What is the thermal treatment of plants?
It is a physical treatment carried out by exposing whole plants for planting or propagating material (buds, cuttings) to high or low temperatures, which can inactivate or eliminate potential pathogens and pests living inside or outside the tissues of the host plant species. Treatments may be carried out by immersion in water or exposure to steam or air under conditions of time and temperature compatible with the viability and reproductive capacity of the plant.
How can it contribute to safe plant trade?
In the case of quarantine pathogens such as Xylella fastidiosa, controlled treatment used in the nurseries during the multiplication processes or before the plants are sold on the market, can certify that the propagation material is safe and cannot move or spread the harmful organism to new areas. In other words, thermal treatment can provide the necessary health guarantees to ensure the safe movement of plant material for commercial or experimental purposes, thus facilitating plant trade between continents, countries, and territories.
What is currently known about the effectiveness of this method against Xylella fastidiosa?
The treatment of vine plants with hot water for 45 minutes at 50°C has been experimentally tested and officially recognised by the European plant health authorities as an effective preventive and curative tool against the bacterium. The same treatment is also accepted by the US authorities and is widely used by the nursery industry for Xylella fastidiosa on grapevines and pecan trees.
What is the aim of the BeXyl project?
BeXyl includes a specific work package to experimentally verify the effectiveness and safety of different types of thermal treatments and protocols adapted to the physiological characteristics of a larger number of both deciduous and evergreen host plants against all the different subspecies of the bacterium.
What steps will be taken to validate the new method?
The first step is to verify the bactericidal efficacy of different treatment protocols in infected plant tissues under artificial in vitro conditions and on a small scale. The second step is to document the degree of thermal tolerance of some important host plant species having different physiological characteristics. The third step of the process involves the validation of the most promising protocols through experimentation on a larger scale and at nursery level. Our goal is to have a new prevention tool and to extend the use of thermal treatments in the nursery of important woody crops, ornamentals and forestry.
When will the first results be available?

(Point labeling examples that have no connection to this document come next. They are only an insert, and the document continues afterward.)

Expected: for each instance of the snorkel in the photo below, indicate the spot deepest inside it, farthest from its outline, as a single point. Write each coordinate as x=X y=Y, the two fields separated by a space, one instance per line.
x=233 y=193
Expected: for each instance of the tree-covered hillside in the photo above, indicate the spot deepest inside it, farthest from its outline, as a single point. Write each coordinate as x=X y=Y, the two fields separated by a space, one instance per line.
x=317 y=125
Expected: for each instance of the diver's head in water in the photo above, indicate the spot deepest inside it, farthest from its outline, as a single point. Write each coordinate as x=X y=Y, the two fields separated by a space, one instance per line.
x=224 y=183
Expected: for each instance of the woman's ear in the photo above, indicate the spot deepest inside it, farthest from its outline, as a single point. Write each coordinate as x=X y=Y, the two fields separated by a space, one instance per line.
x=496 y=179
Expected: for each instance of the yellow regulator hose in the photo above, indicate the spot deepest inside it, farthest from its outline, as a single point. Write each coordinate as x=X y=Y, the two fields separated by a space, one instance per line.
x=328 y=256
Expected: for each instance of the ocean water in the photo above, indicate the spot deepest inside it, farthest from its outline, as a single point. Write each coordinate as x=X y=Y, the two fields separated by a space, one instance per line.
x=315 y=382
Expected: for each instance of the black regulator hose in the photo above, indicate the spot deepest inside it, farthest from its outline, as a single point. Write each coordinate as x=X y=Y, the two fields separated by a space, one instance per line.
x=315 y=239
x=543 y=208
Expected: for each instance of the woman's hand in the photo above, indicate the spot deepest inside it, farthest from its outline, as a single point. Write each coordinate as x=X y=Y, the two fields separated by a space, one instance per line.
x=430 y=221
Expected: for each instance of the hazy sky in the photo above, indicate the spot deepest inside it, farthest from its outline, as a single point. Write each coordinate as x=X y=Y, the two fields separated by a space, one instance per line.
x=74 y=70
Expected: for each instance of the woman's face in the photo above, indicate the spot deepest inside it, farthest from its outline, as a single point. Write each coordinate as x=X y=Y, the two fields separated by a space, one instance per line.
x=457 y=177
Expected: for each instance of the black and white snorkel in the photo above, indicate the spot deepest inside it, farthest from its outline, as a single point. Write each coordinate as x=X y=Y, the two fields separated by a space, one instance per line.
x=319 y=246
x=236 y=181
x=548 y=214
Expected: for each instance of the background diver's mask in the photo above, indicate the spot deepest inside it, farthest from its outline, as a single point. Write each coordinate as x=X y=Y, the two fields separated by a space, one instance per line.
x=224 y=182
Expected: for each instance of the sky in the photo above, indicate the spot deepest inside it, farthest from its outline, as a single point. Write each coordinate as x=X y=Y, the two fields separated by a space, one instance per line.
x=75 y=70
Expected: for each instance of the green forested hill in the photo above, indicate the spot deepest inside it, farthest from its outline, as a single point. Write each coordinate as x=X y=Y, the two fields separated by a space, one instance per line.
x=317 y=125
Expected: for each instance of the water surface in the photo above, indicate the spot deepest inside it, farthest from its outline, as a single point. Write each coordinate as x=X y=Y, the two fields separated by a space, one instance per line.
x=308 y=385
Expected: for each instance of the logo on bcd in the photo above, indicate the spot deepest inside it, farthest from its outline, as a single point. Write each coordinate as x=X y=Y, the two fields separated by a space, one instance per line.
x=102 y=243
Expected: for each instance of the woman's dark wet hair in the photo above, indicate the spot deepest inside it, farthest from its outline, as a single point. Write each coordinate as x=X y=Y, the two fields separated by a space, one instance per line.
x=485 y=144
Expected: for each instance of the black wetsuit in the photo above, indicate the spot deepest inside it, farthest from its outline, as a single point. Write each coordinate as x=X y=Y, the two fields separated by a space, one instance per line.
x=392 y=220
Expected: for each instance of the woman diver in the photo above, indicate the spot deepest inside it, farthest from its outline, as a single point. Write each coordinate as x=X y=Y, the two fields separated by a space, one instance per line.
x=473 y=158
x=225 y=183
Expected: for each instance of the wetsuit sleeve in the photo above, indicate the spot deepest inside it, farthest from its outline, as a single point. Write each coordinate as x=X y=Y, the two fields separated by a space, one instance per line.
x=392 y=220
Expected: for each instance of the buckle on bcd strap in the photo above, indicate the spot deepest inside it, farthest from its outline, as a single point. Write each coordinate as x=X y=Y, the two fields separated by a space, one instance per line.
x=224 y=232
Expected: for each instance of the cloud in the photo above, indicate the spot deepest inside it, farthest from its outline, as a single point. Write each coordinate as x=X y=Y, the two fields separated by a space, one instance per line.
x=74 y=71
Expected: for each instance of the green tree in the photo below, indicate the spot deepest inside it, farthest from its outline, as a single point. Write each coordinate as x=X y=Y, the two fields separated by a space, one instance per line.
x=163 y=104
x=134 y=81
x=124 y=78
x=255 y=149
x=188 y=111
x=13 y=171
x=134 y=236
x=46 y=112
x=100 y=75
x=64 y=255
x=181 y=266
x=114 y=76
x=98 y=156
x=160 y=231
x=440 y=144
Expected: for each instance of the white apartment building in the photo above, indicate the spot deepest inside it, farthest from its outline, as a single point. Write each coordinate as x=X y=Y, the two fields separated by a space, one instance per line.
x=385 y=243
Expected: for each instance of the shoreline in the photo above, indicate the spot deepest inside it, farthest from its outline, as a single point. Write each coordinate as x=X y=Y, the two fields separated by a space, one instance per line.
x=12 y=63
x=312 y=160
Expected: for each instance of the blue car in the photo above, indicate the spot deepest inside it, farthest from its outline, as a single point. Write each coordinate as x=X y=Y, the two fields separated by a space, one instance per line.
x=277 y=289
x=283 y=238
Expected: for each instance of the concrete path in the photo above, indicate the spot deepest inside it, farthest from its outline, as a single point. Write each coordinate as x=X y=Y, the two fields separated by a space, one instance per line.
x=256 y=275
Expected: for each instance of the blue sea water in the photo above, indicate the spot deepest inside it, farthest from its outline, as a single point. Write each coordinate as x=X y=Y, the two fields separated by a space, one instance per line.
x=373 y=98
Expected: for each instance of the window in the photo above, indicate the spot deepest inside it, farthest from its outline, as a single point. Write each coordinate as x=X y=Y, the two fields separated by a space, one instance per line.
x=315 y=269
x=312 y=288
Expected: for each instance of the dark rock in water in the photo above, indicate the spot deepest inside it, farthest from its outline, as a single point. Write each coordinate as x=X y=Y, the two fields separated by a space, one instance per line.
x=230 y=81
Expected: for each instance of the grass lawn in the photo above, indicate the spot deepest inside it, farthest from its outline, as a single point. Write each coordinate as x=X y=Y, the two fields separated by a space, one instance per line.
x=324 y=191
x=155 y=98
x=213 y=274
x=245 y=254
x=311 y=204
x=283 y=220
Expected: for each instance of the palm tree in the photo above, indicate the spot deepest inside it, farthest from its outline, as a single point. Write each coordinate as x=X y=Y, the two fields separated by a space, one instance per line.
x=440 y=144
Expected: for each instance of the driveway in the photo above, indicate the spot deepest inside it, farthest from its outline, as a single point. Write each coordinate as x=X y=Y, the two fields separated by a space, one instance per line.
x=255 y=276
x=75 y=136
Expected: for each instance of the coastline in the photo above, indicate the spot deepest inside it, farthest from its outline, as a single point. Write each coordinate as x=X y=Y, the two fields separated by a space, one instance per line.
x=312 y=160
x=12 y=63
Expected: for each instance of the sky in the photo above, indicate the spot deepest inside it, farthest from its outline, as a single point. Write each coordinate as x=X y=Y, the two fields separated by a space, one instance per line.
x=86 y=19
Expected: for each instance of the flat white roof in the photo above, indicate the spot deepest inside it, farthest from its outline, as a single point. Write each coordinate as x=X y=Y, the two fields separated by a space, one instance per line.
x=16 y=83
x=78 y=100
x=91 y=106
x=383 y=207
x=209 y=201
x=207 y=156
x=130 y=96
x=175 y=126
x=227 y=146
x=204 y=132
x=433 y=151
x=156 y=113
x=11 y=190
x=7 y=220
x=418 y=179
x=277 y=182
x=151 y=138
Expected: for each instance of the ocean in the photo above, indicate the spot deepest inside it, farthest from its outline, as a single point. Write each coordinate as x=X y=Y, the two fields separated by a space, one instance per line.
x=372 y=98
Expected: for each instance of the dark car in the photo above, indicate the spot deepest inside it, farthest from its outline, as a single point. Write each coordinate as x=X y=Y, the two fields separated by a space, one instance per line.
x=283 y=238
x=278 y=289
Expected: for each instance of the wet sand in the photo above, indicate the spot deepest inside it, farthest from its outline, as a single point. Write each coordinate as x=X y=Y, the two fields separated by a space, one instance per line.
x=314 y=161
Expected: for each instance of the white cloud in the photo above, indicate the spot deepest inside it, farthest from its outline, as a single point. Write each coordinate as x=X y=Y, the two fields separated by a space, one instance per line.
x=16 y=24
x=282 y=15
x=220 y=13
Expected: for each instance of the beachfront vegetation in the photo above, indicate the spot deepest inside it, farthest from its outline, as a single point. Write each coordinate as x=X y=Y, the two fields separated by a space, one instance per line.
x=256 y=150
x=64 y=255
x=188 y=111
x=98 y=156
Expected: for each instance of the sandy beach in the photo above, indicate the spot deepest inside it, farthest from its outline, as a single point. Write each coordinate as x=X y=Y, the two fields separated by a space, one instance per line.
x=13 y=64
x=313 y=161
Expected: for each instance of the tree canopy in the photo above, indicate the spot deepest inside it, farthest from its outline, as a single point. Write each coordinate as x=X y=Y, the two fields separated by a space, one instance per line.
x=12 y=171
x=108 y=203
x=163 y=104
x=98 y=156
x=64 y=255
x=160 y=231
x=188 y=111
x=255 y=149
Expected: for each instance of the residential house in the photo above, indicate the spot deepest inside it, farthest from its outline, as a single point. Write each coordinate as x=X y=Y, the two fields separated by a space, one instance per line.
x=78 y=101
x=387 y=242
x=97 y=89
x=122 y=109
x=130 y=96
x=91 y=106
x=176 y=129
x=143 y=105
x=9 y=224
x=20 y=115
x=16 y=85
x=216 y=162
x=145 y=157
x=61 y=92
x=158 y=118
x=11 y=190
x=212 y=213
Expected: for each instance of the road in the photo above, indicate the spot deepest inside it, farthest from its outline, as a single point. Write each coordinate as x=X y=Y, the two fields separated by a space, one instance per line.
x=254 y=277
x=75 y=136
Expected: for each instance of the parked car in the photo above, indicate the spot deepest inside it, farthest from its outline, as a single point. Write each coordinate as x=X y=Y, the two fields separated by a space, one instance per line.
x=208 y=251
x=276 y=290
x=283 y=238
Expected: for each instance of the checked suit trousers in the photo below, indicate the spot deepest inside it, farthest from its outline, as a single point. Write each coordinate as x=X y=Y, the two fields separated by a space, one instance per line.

Although the flow of new information and data from the ongoing trials will continue throughout the project, at least for some representative perennial deciduous and evergreen species, we expect new draft standards for thermal treatments to be available towards the end of the project, in early 2026. Due to the large number of Xf host plants, their cultivars and other experimental variables, the preparation of a technical dossier analysing the potential use and applicability of thermal treatment therapy for Xf on plant propagating material on a commercial scale will lead to a continuation of the research activities beyond the project, extending it to other new host plants.